A grammar is a a set of rules for recursively describing the structure of string. They exist as a method to represent languages.

Where Regular languages may be expressed via a Regular expressions, there are also some languages that may not be expressed in that form, such as \(a^nb^n\). Context free grammar (CFG) enables the expression of these.

Context-free languages are a superset of regular languages.

A context free grammar is defined by the 4-tuple \[ \langle V, \Sigma, R, S \rangle \]where \[ \begin{align} V &: \text{variables - finite set of symbols} \\ \Sigma &: \text{terminals - finite set of letters; disjoint from } V \\ R &: \text{rules - finite set of mappings} \\ S &: \text{start variable - member of } V \end{align} \]
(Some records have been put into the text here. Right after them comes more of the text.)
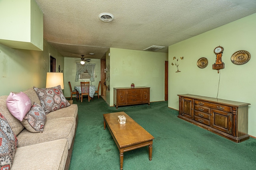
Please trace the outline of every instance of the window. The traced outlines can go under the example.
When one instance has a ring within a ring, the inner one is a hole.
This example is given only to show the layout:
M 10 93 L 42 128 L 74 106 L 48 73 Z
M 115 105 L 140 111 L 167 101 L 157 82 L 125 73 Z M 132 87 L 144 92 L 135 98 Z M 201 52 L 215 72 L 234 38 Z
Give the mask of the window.
M 79 78 L 80 79 L 90 79 L 91 76 L 88 74 L 88 70 L 86 69 L 85 71 L 81 72 L 79 75 Z
M 76 73 L 75 81 L 78 82 L 79 79 L 90 79 L 91 82 L 94 82 L 95 65 L 95 64 L 85 64 L 82 65 L 80 63 L 76 63 Z

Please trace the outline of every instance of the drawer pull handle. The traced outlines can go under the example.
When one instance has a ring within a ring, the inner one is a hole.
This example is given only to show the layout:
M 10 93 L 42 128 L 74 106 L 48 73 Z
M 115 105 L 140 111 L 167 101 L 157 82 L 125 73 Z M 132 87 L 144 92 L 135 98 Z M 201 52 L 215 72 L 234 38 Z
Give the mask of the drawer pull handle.
M 203 123 L 204 121 L 201 119 L 198 119 L 198 121 L 199 121 L 201 123 Z
M 198 108 L 198 110 L 200 111 L 203 111 L 204 109 L 203 109 L 202 108 L 199 107 Z
M 225 109 L 225 107 L 222 107 L 221 106 L 217 106 L 217 108 L 218 108 L 218 109 L 219 109 L 220 110 L 222 110 Z
M 201 102 L 200 102 L 199 103 L 198 103 L 198 104 L 199 104 L 199 105 L 202 105 L 202 106 L 203 106 L 204 104 L 204 103 L 202 103 Z
M 203 117 L 204 115 L 203 115 L 202 114 L 198 113 L 198 116 L 201 116 L 201 117 Z

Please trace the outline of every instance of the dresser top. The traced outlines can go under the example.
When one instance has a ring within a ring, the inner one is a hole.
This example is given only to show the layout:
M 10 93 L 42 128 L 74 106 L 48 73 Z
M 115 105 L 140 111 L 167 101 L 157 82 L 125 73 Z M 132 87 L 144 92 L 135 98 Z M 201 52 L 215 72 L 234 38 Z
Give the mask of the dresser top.
M 224 99 L 218 99 L 217 98 L 210 98 L 208 97 L 202 96 L 201 96 L 194 95 L 194 94 L 178 94 L 178 96 L 184 98 L 192 98 L 196 100 L 203 100 L 206 102 L 214 102 L 216 103 L 226 105 L 228 104 L 232 106 L 243 106 L 250 105 L 250 104 L 246 103 L 225 100 Z
M 145 86 L 142 86 L 142 87 L 135 87 L 134 88 L 132 88 L 130 87 L 115 87 L 114 88 L 114 89 L 134 89 L 134 88 L 150 88 L 150 87 L 145 87 Z

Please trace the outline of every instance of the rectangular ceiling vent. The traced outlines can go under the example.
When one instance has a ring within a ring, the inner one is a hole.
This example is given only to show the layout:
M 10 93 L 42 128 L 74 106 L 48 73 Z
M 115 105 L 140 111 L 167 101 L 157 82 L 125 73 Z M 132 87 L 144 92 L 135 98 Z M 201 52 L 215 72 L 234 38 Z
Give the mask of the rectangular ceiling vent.
M 152 45 L 149 47 L 147 48 L 146 49 L 144 49 L 143 51 L 156 51 L 158 50 L 159 50 L 165 48 L 165 47 L 163 46 L 158 46 L 156 45 Z

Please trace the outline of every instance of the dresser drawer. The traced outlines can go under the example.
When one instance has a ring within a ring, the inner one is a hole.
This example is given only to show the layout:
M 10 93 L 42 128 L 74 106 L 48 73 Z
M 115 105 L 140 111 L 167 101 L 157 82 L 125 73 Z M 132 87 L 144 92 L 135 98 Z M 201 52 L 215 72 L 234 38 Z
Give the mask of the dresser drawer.
M 210 120 L 210 115 L 209 113 L 201 112 L 196 110 L 195 110 L 195 112 L 194 112 L 194 115 L 195 116 L 206 119 L 208 120 Z
M 210 113 L 210 109 L 208 107 L 206 107 L 200 105 L 195 105 L 194 108 L 195 110 L 198 110 L 204 113 Z
M 127 94 L 128 99 L 140 99 L 141 96 L 140 93 Z
M 232 107 L 225 105 L 208 103 L 205 102 L 202 102 L 200 100 L 195 100 L 195 104 L 209 107 L 213 109 L 217 109 L 219 110 L 222 110 L 228 112 L 232 112 Z
M 141 90 L 137 89 L 128 89 L 126 90 L 126 92 L 127 94 L 140 94 L 140 95 Z
M 194 116 L 194 119 L 199 123 L 207 125 L 208 126 L 210 125 L 210 120 L 204 119 L 202 117 L 198 117 L 196 116 Z
M 140 103 L 140 102 L 141 102 L 140 98 L 127 99 L 127 104 L 130 103 Z

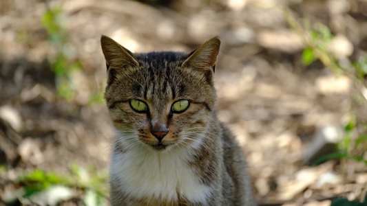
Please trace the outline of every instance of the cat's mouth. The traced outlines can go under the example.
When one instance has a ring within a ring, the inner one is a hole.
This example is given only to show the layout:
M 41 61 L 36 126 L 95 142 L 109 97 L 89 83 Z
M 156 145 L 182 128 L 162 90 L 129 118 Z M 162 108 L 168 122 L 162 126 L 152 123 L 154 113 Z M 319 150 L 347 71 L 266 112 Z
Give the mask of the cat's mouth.
M 158 143 L 157 144 L 155 144 L 155 145 L 153 145 L 151 146 L 153 147 L 153 148 L 156 150 L 158 150 L 158 151 L 160 151 L 160 150 L 163 150 L 164 149 L 166 148 L 166 146 L 162 144 L 162 143 Z

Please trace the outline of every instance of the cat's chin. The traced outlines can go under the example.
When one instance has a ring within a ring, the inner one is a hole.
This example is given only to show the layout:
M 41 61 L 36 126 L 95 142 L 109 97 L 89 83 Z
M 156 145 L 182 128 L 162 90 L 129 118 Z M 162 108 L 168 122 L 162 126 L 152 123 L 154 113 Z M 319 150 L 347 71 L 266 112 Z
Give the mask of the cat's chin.
M 165 150 L 167 146 L 161 143 L 158 143 L 157 144 L 155 144 L 155 145 L 152 145 L 151 146 L 153 147 L 153 149 L 157 150 L 157 151 L 162 151 L 163 150 Z

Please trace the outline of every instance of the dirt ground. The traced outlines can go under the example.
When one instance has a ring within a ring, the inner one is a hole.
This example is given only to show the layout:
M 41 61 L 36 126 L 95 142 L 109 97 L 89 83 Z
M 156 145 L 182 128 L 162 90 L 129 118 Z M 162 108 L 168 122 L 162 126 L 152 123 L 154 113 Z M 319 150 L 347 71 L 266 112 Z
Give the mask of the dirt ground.
M 350 116 L 366 123 L 367 104 L 356 101 L 359 91 L 348 77 L 336 77 L 319 61 L 302 64 L 303 37 L 289 26 L 284 10 L 301 25 L 308 19 L 328 27 L 336 36 L 331 52 L 342 64 L 367 52 L 367 1 L 145 2 L 150 4 L 0 0 L 0 165 L 6 168 L 0 199 L 24 171 L 65 173 L 72 163 L 108 168 L 113 133 L 107 111 L 90 103 L 105 86 L 101 34 L 138 52 L 190 52 L 220 38 L 218 113 L 245 148 L 259 205 L 330 205 L 337 197 L 364 197 L 363 163 L 304 163 L 313 137 L 325 128 L 343 128 Z M 71 100 L 56 95 L 48 61 L 58 50 L 41 23 L 48 9 L 60 6 L 66 54 L 83 67 L 70 75 Z M 354 152 L 367 159 L 364 149 Z

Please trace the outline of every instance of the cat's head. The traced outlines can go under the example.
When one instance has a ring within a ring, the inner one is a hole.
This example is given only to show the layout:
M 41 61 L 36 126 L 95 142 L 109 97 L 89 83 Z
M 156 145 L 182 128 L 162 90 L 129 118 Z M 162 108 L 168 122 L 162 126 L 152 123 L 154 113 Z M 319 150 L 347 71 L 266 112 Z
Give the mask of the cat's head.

For example, given the following grammar \[ \begin{align} S &\rightarrow bSa \\ S &\rightarrow ba \end{align} \] This contains \(V=\{S\}\), \(\Sigma=\{a,b\}\), two rules as shown and a start variable \(S\).

Symbol | Common Use |
---|---|

\(a\), \(b\), … (low order lowercase letters) | Terminals |

\(A\), \(B\), … (low order uppercase letters) | Variables |

\(w\), \(z\), … (high order lowercase letters) | Strings of terminals |

\(X\), \(Y\), … (high order uppercase letters) | Either terminals or variables |

\(\alpha\), \(\beta\), … (lower case Greek letters) | Strings of terminals and/or variables |

- Begin with the start symbol and seed the output with it’s rule.
- Find a variable and replace it based on it’s associated rule.
- Repeat step 2 until no variables are left.

A *derivation* is a sequence of substitutions that leads to a generated string.

If there is a derivation from \(u\) to \(v\) this is stated as \(u\) derives \(v\) within some grammar \(G\), symbolically this may appear as \[ u \underset{G}{\overset{*}{\Rightarrow }} v \]

If generation occurs by always replacing the leftmost variable in a string, the resulting derivation is termed a *leftmost derivation*. This is mirrored for a rightmost replacement. Every string in in a CFG has at least on leftmost and at least one rightmost derivation.

Given a grammar \(G = \langle V, \Sigma, R, S \rangle\) then we may express the language is defines as \[ \mathcal L (G) = \{ w \in \Sigma^* | S \underset{G}{\overset{*}{\Rightarrow }} w \} \] That is, the language \(\mathcal L(G)\) is the set of all strings that may be formed by the terminals where each may be derived from the grammar’s start variable.

Any step in a derivation will yield a combination of terminals and/or variables. Each of these are termed a *sentential form*.

A *parse tree* is a tree that shows the structure of a derivation. Internal notes are labeled by variables, and leaves hold terminals or \(\epsilon\). Each internal node represents a production rule where the head of the rule is the label of the node and the labels of it’s children (ordered left to right) for the body of the rule.

If a terminal string may be reached by more than one parse tree, this represents an *ambiguous grammar*. This will also appear as there being more than one leftmost or rightmost derivation. Some languages may support the restructuring of the grammar to remove ambiguity, whereas others are inherently ambiguous.